Calvin Trillin, author of American Fried, Alice, Let’s Eat and Third Helpings about adventures in dining out, described being asked by non-New Yorkers, “How can you live there?” and replying “We like to eat.”
Can’t find Hungarian food here for like a decade or more. So that’s one that I’ve always looked for. I’m almost surprised as Hungarian food fits with old school Chicago fare, lots of meat, potatoes, starches. The Epicurean Hungarian and Paprikash were the last two restaurants around here. I just recently discovered some Georgian places that I’ve been looking ages for out in Wheeling, but that’s a little bit of a haul from where I’m at in the city. Same with Burmese, but there’s a place out in Wheaton that has that. (At least I think it’s still there.) Wish there was a place with New Mexican cuisine. Not sure I’ve seen Bengali food around here
It’s interesting, because DC’s food scene was pretty bad 15 years ago. Much much better in the last 10 although the most disappointing meal of my life was in a Michelin star restaurant in DC.
Chicago is a great restaurant city. “Best in the world” is an exaggeration, but perfectly fine to call out the food scene in describing the city.
Ya know, thinking about it, I’ll upgrade it from B+ to A-. It’s not NYC level, but hardly anything is. I’m happy with all we’ve got, especially our various Mexican foods and Mexican regional specialties. Far better than anything I’ve had in NYC (with good reason, given the two cities’ population) and I’ve even preferred it to anything I’ve found out West, at least in terms of variety.
If having rich international-cuisine options is de rigeur, though … New Orleans suffers a bit.
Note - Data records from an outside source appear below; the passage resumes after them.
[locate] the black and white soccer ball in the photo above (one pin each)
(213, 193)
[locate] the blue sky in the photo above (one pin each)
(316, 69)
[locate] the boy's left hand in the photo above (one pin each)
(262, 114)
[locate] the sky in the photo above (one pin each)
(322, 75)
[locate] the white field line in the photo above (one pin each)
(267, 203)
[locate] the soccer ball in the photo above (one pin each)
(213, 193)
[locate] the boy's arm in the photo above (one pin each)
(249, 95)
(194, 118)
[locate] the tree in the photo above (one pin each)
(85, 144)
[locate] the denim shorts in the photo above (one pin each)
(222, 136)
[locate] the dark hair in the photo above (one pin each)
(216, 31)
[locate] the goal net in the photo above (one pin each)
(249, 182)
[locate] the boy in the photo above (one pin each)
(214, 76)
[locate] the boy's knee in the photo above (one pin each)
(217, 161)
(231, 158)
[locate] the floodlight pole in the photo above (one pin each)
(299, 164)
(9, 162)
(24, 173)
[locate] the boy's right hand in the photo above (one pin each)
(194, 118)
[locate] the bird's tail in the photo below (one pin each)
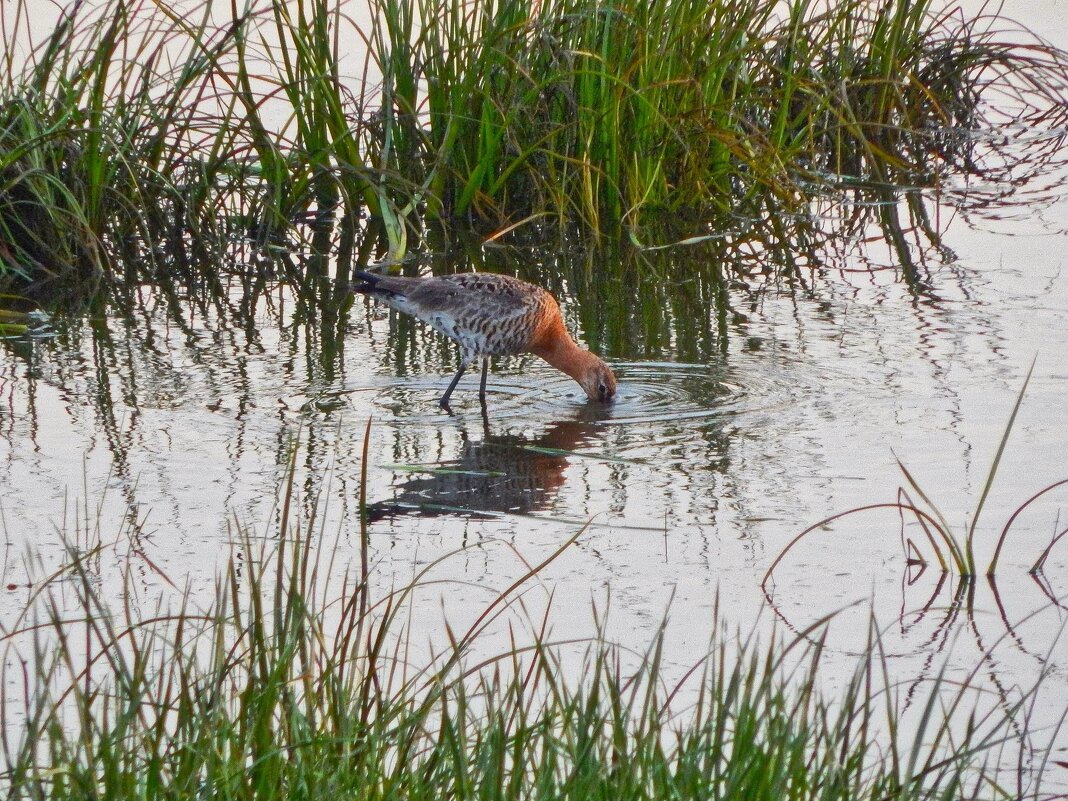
(382, 286)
We’ve got “the basics” of non-Western-European cuisine – Mexican/Central American, Chinese, Japanese, Middle Eastern/Greek, Indian, Thai. I don’t know if Vietnamese counts among “the basics”, but we have lots of good Vietnamese. And of course very good French and Italian food, plus a smattering of Iberian Spanish places.
We just started getting Ethiopian and Colombian places. Only two apiece, I think.
We have practically none of:
Korean
Burmese
German
Eastern European
Scandinavian
Bengali would be mixed in with “Indian”, I think – our Indian places are essentially pan-Indian.
Now, of course, New Orleans and south Louisiana’s home-grown cuisines makes up for a lot.
Toronto is pretty damn good with a vibrant immigrant community - more than 50% of Torontonians weren’t born here.
I live in mid-town Toronto and there are probably 50 sub-national - I mean Punjabi instead of Indian, Tuscan rather than Italian - restaurants within a 15-20 minute walk of my house.